El señor Longdon lo contempló mientras, habiendo hallado ya el sombrero, el otro escudriñaba en derredor en busca de su bastón.
—¿Desea participar usted en todo?
Sin contestar, Mitchy adecentó el sombrero; luego repuso:
—Usted dice que no estará aquí mucho tiempo, pero no la abandonará.
—Oh, me refiero a que no duraré eternamente.
—Bueno, ya que usted mismo lo ha expresado así, a eso es a lo que me refiero yo también. Le aseguro que yo no me desentenderé de ella. Y si puedo ayudarlo…
—¿Ayudarme? —atajó el señor Longdon, mirándolo intensamente.
Esto lo hizo sentirse un poco violento:
—¡Ayudarlo a ayudarla, ya me entiende usted…!
—Es usted maravilloso —repuso el señor Longdon enseguida—. Hace año y medio deseaba ayudarme a ayudar al señor Vanderbank.
—Bueno —dijo Mitchy—, no me dirá usted que no lo he hecho.
—¡Pero sus planes de ayuda son de una munificencia!
—Oh, ya le he hablado sobre mis planes. —Mitchy casi pidió disculpas.
El señor Longdon titubeó:
—En tal caso espero no resultar indiscreto si identifico su casamiento como uno de ellos. ¡Y el hecho de que, habiendo asumido ya una responsabilidad tan grande, parezca usted francamente dispuesto a otra…!
—…¿me caracteriza como una especie de monstruo de generosidad? —Mitchy estudió aquello con semblante ruborizado—. En inmensa medida las dos responsabilidades son una y la misma. Lo único que mi casamiento ha hecho es, por así decirlo, acercarme más a Nanda. Mi esposa y ella, ¿no lo entiende?, son especiales amigas.
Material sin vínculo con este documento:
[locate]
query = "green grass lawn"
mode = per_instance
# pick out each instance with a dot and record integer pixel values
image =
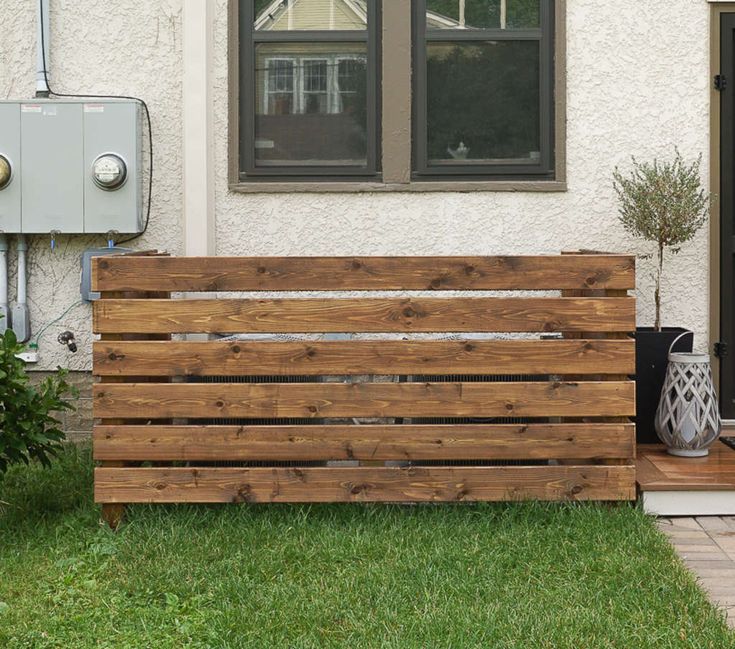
(582, 576)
Por su parte, el señor Longdon se puso una pizca pálido; miró hacia el suelo con bastante fijeza:
—Entiendo, entiendo. —Entonces alzó la mirada—: Pero (para un viejo como yo) es todo tan extraño.
—Es extraño. —Mitchy habló con gran dulzura—. Pero es espléndido.
Con la cabeza el señor Longdon hizo un gesto negativo que a la vez fue triste y amargo:
—Es deplorable. ¡Pero usted es espléndido! —agregó en un tono distinto mientras salía de la estancia presurosamente.